Would be nice if someone did a video when they did this job and posted it, here or YouTube. Sometimes seeing is worth a hundred words.


----------



## Goat Roper (Oct 28, 2014)

dd68gto said:


> Not going to do this until winter but I need to replace mine on my 68 with ac. I am now using the 5/8 to 3/4 reducer to by pass the core for the summer. I did notice a little upward tick to engine temperature but nothing crazy. So is it close to the same as 67? Any one have a step by step r and r ? Pictures ? I figured I needed to remove the right fender with inner but not sure what from there. Doug


If it is like the '67 there is a dimple on the fenderwell, drill it out with a 1" holesaw to get to that nut. 
Break it loose with a socket and switch to a magnetic nut driver to remove the nut.
Reverse to assemble and use a 1" plastic plug to fill the hole.


----------



## dd68gto (Nov 14, 2012)

Any one got s picture of that dimple on fender wheel? Is is same on 68 with factory AC convertible. Doug


----------



## Goat Roper (Oct 28, 2014)

If it is there you will see it, turn the wheel to the right look at the area where the nut would be located behind it.


----------



## then68gto (Sep 26, 2014)

I know this is an old post but wanted to ask the following question.
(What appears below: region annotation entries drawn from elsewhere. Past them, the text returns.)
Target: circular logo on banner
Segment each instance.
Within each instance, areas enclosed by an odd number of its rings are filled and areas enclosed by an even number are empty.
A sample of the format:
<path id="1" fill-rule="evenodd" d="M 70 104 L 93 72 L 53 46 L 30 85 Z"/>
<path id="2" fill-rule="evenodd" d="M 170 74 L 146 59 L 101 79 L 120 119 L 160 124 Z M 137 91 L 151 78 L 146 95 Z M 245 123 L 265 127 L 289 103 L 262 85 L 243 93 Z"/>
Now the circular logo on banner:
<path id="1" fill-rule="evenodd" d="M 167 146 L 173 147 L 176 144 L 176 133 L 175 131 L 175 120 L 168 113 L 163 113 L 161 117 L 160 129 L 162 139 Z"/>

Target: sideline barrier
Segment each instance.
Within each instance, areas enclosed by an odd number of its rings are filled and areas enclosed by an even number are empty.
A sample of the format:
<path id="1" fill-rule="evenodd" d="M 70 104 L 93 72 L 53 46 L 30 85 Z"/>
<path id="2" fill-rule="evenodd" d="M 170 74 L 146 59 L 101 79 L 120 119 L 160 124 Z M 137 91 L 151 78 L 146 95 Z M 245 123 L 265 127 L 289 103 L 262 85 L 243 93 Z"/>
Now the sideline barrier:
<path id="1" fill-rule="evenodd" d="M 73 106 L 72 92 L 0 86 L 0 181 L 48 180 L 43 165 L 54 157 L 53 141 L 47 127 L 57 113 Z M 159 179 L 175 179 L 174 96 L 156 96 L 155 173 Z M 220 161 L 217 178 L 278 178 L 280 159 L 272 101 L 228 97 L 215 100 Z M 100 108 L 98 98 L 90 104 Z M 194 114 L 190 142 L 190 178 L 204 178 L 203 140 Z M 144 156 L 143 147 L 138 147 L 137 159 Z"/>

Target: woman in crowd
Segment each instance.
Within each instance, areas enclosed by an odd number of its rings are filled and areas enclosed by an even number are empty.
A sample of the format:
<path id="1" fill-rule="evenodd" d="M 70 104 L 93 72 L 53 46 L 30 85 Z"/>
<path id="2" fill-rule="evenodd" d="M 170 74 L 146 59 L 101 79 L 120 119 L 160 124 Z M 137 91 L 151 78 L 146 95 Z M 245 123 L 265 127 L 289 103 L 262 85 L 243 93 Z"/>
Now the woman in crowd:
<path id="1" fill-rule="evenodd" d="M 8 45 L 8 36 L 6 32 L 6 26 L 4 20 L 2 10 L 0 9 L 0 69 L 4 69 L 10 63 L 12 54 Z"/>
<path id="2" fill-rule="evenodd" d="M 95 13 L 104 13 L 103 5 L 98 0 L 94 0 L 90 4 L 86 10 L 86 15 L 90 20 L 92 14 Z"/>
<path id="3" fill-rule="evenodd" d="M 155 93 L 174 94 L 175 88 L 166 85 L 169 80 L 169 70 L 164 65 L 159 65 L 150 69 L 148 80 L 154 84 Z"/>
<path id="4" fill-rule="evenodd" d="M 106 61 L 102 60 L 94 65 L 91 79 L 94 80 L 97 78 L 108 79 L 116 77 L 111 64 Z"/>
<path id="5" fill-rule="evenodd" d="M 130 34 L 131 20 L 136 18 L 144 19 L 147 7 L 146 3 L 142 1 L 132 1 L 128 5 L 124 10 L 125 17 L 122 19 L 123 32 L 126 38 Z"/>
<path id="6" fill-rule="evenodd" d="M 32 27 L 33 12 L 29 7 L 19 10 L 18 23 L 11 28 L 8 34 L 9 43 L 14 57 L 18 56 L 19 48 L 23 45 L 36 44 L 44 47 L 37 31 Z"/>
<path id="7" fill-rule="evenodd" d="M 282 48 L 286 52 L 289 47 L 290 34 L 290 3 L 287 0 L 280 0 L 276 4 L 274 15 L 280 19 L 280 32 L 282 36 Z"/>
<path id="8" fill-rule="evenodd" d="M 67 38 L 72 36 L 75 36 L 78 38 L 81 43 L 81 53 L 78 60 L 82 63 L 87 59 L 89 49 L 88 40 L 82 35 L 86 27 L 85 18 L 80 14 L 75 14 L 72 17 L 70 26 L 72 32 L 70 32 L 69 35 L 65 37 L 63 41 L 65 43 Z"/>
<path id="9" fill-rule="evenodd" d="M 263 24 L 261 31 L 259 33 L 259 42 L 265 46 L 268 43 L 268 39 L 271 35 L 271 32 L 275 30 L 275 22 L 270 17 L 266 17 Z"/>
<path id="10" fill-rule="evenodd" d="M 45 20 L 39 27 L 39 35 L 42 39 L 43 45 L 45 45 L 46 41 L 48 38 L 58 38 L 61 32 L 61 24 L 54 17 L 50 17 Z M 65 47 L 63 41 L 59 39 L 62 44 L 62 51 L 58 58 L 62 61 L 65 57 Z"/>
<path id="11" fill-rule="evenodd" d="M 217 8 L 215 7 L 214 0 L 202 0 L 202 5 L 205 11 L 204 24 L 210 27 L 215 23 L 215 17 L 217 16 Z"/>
I have removed the AC/Heater from my 68GTO conv. I am thinking about not replacing it. I am not sure what to do with the vacuum lines and any other ancillary electrical and mechanical connections that were attached.


----------



## RMTZ67 (Mar 12, 2011)

then68gto said:


> I know this is an old post but wanted to ask the following question. I have removed the AC/Heater from my 68GTO conv. I am thinking about not replacing it. I am not sure what to do with the vacuum lines and any other ancillary electrical and mechanical connections that were attached.


Try the search. Punch in ac/heater core bypass...maybe something will pop up the can help.


----------